Unit groups of commutative modular group algebras (Q6601874)

The paper is rather a review of known and published results on the unit groups of the commutative modular group algebras. The authors introduce more visible and concise formulations of a number of these results. The authors also analyze some significantly inexact and unproved results (Subsection 4.4). Herewith, the authors either make corrections themselves or point to such corrections given in other papers. Some important open problems on this topic are presented in Section 5.\N\NIf \(U(RG)\) is the group of units of a group ring \(RG\), \(x \in U(RG)\) and \(x =\sum_{g\in G} x_g g\), where \(x_g\in R\), then \(x\) is called a normalized unit of \(RG\), if \(\sum_{g\in G} x_g = 1\). The normalized units form a subgroup \(V(RG)\) of \(U(RG)\).
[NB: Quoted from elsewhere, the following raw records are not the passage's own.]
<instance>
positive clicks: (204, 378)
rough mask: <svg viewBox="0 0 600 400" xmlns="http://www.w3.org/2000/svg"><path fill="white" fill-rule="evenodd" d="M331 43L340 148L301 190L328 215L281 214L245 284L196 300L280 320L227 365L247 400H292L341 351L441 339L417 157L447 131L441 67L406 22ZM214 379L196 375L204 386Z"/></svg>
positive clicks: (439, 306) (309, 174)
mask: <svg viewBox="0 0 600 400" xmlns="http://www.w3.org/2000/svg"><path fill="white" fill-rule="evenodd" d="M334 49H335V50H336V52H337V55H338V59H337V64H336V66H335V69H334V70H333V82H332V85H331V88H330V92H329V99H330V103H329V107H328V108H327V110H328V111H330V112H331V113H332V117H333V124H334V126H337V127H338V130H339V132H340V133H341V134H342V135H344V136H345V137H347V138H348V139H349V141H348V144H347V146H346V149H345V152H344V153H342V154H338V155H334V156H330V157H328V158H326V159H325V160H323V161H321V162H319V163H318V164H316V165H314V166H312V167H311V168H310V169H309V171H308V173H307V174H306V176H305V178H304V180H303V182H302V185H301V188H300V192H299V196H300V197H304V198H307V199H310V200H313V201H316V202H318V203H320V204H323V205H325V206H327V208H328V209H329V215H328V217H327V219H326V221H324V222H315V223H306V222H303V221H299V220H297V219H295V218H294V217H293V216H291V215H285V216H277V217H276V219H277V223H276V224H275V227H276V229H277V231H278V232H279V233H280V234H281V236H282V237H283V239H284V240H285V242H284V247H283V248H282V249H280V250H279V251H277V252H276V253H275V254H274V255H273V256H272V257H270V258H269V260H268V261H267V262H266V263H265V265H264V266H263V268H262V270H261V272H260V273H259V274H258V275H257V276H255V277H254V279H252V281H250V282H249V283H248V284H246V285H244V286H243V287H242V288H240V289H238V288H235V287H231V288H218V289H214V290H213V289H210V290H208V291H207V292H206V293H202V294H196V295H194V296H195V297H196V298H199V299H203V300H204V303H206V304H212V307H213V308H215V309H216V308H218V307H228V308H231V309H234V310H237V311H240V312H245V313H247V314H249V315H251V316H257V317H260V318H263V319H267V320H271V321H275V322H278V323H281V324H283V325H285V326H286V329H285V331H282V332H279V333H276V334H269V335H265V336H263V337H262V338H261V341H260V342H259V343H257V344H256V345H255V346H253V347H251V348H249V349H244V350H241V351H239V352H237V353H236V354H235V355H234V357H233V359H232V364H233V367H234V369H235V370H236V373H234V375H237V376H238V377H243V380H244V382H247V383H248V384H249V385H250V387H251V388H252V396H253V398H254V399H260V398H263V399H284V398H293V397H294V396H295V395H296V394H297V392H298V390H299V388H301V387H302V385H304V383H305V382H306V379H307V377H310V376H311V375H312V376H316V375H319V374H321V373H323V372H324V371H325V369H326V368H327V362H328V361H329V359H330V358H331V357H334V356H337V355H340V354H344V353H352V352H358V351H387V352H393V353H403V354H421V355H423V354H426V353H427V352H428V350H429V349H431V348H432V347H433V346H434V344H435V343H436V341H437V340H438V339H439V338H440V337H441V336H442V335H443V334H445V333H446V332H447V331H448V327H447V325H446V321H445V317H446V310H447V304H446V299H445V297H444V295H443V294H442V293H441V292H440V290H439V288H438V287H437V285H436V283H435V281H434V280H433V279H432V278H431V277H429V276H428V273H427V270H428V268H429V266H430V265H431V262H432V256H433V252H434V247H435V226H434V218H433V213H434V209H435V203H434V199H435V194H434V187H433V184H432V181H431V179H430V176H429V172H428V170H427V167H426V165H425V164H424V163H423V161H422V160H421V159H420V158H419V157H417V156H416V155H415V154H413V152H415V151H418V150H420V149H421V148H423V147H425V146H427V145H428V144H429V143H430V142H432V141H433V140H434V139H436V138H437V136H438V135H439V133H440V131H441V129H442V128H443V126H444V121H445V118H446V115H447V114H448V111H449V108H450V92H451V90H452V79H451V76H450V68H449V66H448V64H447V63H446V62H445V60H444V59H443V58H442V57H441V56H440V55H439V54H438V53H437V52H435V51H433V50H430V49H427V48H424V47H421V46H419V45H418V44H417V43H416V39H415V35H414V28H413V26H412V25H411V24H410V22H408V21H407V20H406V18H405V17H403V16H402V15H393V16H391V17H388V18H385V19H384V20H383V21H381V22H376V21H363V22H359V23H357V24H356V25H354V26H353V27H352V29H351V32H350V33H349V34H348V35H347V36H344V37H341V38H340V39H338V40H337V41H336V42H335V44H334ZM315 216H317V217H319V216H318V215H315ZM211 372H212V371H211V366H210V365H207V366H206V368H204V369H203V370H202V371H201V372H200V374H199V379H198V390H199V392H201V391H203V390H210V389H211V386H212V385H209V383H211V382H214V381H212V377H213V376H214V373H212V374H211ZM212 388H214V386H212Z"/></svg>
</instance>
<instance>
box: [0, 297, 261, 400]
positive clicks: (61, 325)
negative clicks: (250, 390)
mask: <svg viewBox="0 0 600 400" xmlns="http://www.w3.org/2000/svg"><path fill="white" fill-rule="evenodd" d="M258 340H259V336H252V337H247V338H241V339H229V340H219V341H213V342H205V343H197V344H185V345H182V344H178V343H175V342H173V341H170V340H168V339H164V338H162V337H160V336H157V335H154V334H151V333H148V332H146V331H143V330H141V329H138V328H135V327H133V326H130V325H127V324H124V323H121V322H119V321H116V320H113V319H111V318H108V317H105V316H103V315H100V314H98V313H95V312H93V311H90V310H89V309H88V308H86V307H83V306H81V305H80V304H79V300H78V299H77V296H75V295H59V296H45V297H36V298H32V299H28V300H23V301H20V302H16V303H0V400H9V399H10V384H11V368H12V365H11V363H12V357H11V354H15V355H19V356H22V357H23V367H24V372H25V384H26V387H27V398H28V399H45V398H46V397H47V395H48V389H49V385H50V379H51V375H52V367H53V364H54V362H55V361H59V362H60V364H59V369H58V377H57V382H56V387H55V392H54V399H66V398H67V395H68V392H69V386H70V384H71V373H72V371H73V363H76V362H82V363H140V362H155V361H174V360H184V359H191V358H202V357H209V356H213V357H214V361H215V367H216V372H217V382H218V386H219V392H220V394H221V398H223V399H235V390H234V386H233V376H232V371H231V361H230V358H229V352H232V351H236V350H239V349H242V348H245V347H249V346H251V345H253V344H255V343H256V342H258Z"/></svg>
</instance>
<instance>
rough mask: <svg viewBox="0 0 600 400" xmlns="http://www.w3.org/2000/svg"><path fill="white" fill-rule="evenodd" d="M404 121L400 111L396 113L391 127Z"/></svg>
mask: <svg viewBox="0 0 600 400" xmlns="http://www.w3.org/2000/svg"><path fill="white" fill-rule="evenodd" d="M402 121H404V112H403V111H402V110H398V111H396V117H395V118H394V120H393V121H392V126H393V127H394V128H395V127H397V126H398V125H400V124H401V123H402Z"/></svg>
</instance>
An abelian \(p\)-group \(G\) is simply presented if it has a presentation \(G = \langle X \, | \, R\rangle\), where every relation in \(R\) has the form \(px = 0\) or \(px = y\). \N\NThe authors consider the description of the unit groups of the commutative modular group algebras in the countable case (Subsection 4.1) and description of the \(p\)-component of the normalized unit groups (Subsection 4.3). Conditions for the normalized unit groups of the commutative modular group algebra to be simply presented were considered in Subsection 4.2. The authors also consider the Warfield invariants of the unit groups of group algebras (Subsection 4.5).